Crystalline Indole at High Pressure: Chemical Stability, Electronic, and Vibrational Properties

Vibrational and electronic spectra of crystalline indole were measured up to 25.5 GPa at room temperature in a diamond anvil cell. In particular, Fourier transform infrared (FTIR) spectra in the mid-infrared region and two-photon excitation profiles and fluorescence spectra in the region of the HOMO-LUMO transitions were obtained. The analysis of the FTIR spectra revealed a large red-shift of the N-H stretching mode with increasing pressure, indicating the strengthening of the H-bond between the NH group and the pi electron density of nearest neighbor molecules. The frequencies of four vibronic bands belonging to the L-1(a) and L-1(b) systems were obtained as a function of pressure. Comparison with literature data shows that the crystal acts as a highly polar environment with regard to the position of the L-1(b) origin and of the fluorescence maximum, which are largely red-shifted with respect to the gas phase or to solutions in apolar solvents. A large, and increasing with pressure, frequency difference between the L-1(b) origin and the blue edge of the fluorescence spectrum suggests that the emitting state is L-1(a) that is known to be more stabilized than L-1(b) by dipolar relaxation.
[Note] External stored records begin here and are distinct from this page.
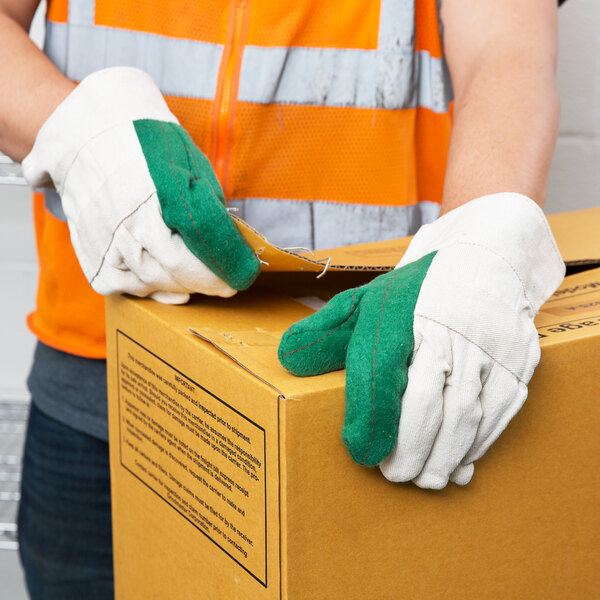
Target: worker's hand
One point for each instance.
(145, 211)
(439, 352)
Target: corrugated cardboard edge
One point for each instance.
(236, 361)
(575, 233)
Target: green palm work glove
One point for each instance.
(145, 211)
(193, 204)
(369, 331)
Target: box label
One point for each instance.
(200, 455)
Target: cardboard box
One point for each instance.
(230, 479)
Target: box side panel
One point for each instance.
(194, 466)
(525, 527)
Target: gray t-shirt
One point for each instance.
(70, 389)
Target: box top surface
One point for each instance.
(247, 328)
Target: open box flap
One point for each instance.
(577, 234)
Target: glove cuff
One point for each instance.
(510, 225)
(103, 100)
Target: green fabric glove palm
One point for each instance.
(193, 204)
(368, 330)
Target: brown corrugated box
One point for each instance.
(230, 480)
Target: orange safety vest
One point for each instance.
(325, 122)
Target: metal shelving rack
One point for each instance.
(13, 421)
(10, 172)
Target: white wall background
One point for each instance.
(575, 175)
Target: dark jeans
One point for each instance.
(64, 517)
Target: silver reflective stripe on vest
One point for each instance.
(318, 224)
(315, 224)
(332, 77)
(391, 77)
(179, 67)
(54, 204)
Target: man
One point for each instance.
(324, 126)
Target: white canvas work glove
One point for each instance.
(438, 353)
(476, 345)
(145, 211)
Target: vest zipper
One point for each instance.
(227, 88)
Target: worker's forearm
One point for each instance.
(31, 87)
(505, 128)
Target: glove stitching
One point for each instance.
(352, 311)
(373, 386)
(114, 233)
(225, 276)
(520, 379)
(505, 260)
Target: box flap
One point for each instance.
(576, 234)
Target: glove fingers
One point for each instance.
(421, 404)
(376, 367)
(502, 397)
(462, 474)
(128, 268)
(180, 267)
(461, 416)
(318, 344)
(190, 206)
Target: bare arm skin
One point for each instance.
(502, 59)
(31, 87)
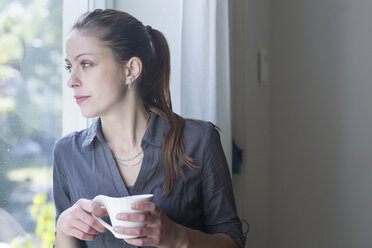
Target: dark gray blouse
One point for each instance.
(84, 167)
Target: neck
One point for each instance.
(124, 128)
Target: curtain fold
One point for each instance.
(205, 65)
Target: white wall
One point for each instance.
(321, 126)
(250, 115)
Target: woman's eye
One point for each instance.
(68, 68)
(86, 64)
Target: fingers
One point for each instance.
(138, 231)
(150, 241)
(92, 207)
(86, 218)
(77, 221)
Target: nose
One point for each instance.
(74, 80)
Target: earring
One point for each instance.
(130, 83)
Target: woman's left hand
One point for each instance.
(159, 230)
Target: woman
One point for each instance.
(119, 72)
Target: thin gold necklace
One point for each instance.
(129, 159)
(129, 165)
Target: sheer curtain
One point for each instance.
(205, 73)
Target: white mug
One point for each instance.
(116, 205)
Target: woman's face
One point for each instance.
(97, 79)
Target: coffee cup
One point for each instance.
(116, 205)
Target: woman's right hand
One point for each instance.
(77, 221)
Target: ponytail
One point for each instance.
(159, 101)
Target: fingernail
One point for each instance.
(121, 216)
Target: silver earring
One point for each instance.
(130, 83)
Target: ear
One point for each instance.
(133, 69)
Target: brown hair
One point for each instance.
(127, 37)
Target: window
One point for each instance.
(30, 118)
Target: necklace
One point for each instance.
(129, 159)
(128, 165)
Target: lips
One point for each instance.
(80, 99)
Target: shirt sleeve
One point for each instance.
(219, 208)
(61, 194)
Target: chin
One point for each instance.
(87, 114)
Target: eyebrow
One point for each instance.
(80, 56)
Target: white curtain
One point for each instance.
(205, 65)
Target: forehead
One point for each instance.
(79, 42)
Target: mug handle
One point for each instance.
(100, 200)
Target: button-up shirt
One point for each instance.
(84, 167)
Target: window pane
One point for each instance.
(30, 118)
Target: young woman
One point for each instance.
(119, 72)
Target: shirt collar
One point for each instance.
(154, 133)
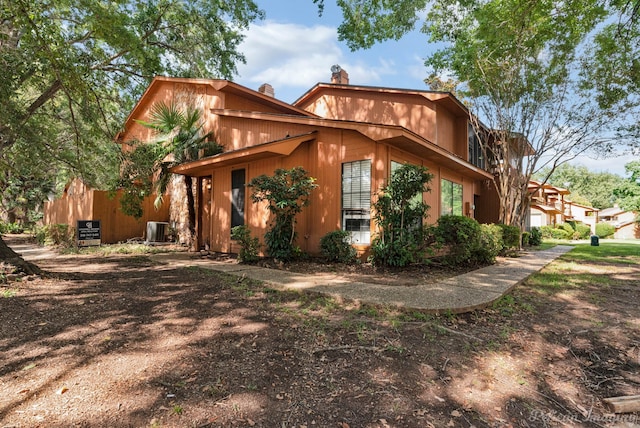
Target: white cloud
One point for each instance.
(293, 58)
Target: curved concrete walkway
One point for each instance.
(463, 293)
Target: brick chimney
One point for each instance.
(338, 75)
(267, 90)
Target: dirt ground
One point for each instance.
(121, 341)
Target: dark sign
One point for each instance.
(88, 232)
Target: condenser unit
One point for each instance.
(156, 232)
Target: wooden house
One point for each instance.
(348, 137)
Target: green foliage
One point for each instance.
(286, 193)
(567, 228)
(605, 230)
(72, 70)
(335, 247)
(628, 191)
(587, 187)
(535, 238)
(582, 231)
(510, 236)
(399, 213)
(56, 234)
(490, 244)
(249, 247)
(13, 228)
(550, 232)
(462, 237)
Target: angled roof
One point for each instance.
(446, 99)
(221, 85)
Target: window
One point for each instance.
(356, 200)
(450, 198)
(475, 149)
(237, 197)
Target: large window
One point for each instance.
(476, 156)
(356, 200)
(237, 197)
(450, 198)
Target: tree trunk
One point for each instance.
(7, 255)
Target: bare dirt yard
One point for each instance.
(122, 341)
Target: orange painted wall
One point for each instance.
(92, 204)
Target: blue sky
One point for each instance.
(294, 48)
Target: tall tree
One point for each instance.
(71, 70)
(180, 137)
(628, 192)
(516, 60)
(593, 188)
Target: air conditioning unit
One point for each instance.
(156, 232)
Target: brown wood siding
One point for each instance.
(96, 205)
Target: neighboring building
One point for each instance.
(348, 137)
(550, 206)
(625, 222)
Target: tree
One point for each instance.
(399, 215)
(70, 71)
(628, 191)
(286, 193)
(596, 189)
(515, 60)
(180, 137)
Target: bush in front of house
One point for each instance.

Crystalline indole was found to be very stable with respect to pressure-induced reactivity. Only traces of a reaction product, containing saturated C-H bonds, are detected after a full compression-decompression cycle. In addition, differently from many unsaturated compounds at high pressure, irradiation with light matching a two-photon absorption for a HOMO-LUMO transition has no enhancing effect on reactivity. The chemical stability of indole at high pressure is ascribed to the crystal structure, where nearest neighbor molecules, forming H-bonds, are not in a favorable position to react, while reaction between equivalent molecules, for which a superposition of the pi electron clouds would be possible, is hindered by H-bonded molecules. Consistently, no excimer emission was observed except at the cell opening at the end of the compression-decompression run. Extremely limited chemical reactivity and excimer formation likely occur at crystal defects, evidencing the strict connection between the two phenomena.